A few days ago, we launched the OctoAI Image Gen Solution - an end-to-end solution for app builders to build differentiated apps using Stable Diffusion XL (SDXL) and other image models. We also talked briefly about the Asset Orchestrator, the underlying technology that enables the customization of images for enterprise use cases. Well, we thought it would be fun to share a bit more about how we thought through the challenges, and some of the key underlying components that we built to enable this experience.
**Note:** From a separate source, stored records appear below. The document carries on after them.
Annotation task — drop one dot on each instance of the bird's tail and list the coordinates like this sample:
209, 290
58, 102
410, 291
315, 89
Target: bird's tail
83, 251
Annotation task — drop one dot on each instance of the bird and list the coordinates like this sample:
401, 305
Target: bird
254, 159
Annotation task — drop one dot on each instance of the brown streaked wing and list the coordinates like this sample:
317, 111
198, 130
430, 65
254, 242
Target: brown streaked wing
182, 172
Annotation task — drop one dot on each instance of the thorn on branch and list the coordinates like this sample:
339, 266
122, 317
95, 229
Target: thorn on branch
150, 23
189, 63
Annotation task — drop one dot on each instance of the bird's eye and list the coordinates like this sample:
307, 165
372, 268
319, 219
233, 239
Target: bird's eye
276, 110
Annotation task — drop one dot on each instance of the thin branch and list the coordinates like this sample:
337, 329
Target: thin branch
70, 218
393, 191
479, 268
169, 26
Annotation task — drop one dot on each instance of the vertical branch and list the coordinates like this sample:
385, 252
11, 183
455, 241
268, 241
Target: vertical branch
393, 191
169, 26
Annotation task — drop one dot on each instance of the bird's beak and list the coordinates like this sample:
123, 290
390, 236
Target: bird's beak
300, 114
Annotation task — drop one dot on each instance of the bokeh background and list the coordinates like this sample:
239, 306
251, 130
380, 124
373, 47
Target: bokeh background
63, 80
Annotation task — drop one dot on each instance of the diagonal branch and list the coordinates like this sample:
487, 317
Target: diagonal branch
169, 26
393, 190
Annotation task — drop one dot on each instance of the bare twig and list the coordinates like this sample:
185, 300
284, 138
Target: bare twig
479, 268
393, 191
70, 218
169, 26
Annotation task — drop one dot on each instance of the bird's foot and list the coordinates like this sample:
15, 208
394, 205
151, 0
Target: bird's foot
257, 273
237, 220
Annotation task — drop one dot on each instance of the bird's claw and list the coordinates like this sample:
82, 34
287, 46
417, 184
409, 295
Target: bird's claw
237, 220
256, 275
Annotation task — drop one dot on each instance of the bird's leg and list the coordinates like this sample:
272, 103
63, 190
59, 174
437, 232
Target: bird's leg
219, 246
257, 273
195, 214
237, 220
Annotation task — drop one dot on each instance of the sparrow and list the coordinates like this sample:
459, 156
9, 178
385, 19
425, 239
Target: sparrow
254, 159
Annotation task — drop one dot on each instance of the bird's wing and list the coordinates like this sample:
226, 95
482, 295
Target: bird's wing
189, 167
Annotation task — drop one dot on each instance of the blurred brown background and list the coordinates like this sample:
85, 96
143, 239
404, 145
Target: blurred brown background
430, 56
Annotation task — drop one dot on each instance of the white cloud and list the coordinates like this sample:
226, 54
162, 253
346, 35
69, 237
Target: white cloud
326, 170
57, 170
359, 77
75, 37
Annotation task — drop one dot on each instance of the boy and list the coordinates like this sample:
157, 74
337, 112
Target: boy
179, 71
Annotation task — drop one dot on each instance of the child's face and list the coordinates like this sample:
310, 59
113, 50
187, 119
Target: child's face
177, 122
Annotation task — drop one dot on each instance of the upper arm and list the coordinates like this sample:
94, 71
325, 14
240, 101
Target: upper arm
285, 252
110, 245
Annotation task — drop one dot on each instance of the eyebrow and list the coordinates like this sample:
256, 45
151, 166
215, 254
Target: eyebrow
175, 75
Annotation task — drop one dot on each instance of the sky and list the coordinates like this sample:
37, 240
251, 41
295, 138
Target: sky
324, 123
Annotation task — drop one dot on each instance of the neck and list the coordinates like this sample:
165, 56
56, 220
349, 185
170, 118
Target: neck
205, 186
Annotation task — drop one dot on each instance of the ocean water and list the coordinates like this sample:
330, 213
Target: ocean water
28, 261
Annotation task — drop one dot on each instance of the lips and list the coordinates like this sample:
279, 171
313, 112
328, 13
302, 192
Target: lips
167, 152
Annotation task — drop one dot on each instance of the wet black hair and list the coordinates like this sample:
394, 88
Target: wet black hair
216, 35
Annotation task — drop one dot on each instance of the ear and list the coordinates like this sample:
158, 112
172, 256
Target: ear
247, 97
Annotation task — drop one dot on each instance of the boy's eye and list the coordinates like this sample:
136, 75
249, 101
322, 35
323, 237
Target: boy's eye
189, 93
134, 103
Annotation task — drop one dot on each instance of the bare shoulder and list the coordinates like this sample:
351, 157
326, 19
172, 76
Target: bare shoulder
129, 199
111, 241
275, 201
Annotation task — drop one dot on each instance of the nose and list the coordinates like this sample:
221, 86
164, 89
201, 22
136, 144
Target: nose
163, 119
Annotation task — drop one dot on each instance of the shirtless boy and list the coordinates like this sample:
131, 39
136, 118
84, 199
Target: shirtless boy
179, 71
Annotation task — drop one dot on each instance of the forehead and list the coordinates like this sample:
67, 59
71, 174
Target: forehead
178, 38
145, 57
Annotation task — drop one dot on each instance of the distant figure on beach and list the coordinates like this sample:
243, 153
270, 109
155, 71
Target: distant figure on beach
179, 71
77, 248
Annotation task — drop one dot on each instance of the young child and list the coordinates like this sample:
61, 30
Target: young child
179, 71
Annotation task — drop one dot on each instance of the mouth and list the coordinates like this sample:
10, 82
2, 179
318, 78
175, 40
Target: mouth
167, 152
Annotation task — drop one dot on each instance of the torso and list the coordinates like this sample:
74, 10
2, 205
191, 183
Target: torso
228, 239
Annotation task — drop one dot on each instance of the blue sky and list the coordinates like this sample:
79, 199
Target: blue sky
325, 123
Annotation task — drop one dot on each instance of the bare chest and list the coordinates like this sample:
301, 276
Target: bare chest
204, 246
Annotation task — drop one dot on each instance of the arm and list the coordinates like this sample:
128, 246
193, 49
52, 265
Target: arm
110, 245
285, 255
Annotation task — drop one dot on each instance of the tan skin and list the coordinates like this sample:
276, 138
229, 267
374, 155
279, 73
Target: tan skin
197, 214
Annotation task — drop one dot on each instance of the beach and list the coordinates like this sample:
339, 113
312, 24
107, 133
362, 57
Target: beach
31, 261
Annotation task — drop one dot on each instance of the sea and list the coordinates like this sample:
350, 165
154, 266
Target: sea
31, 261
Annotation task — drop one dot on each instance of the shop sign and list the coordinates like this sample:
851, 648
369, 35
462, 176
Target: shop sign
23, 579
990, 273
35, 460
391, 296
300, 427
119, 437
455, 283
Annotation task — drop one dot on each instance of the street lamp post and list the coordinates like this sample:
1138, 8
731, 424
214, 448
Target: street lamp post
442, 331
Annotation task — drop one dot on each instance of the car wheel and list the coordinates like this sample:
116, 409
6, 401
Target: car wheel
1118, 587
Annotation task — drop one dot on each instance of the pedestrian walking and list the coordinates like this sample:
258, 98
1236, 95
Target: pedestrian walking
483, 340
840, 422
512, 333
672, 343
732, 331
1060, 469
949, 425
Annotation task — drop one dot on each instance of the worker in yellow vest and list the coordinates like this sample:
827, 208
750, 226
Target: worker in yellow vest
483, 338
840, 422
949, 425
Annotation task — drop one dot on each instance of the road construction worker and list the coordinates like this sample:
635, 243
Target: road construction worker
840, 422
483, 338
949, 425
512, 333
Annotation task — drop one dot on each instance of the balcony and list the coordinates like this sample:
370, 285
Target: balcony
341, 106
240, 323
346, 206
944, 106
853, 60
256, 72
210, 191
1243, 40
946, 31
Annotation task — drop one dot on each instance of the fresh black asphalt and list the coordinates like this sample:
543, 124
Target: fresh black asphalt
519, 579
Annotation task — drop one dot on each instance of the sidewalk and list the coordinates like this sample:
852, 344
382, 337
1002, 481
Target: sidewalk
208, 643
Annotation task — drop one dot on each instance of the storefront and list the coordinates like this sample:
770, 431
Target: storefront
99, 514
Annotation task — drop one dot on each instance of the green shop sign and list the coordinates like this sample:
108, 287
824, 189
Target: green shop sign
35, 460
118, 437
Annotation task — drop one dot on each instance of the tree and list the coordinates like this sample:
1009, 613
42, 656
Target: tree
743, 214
Asset Orchestrator enables customization at scale
Throughout this year, we’ve heard from customers that Stable Diffusion out of the box does not sufficiently address their needs. To make the model useful in real-world applications, customers need to ensure images adhere to consistent styles, capture specific objects, avoid distortions, and are generated with low latency. Before using OctoAI, developers spent lots of time and effort cobbling together tools and capabilities to address these issues, and sometimes teams were focused to abandon this effort all together and just default to using an uncustomized endpoint.
Common approaches to customizing Stable Diffusion, like fine-tuning LoRAs, checkpoints, and textual inversions, are popular in the community, but leveraging these at scale is not easy for app developers today. Customers are forced to make tradeoffs across attributes like over provisioning, slow cold starts, and the extent to which they can use model customization.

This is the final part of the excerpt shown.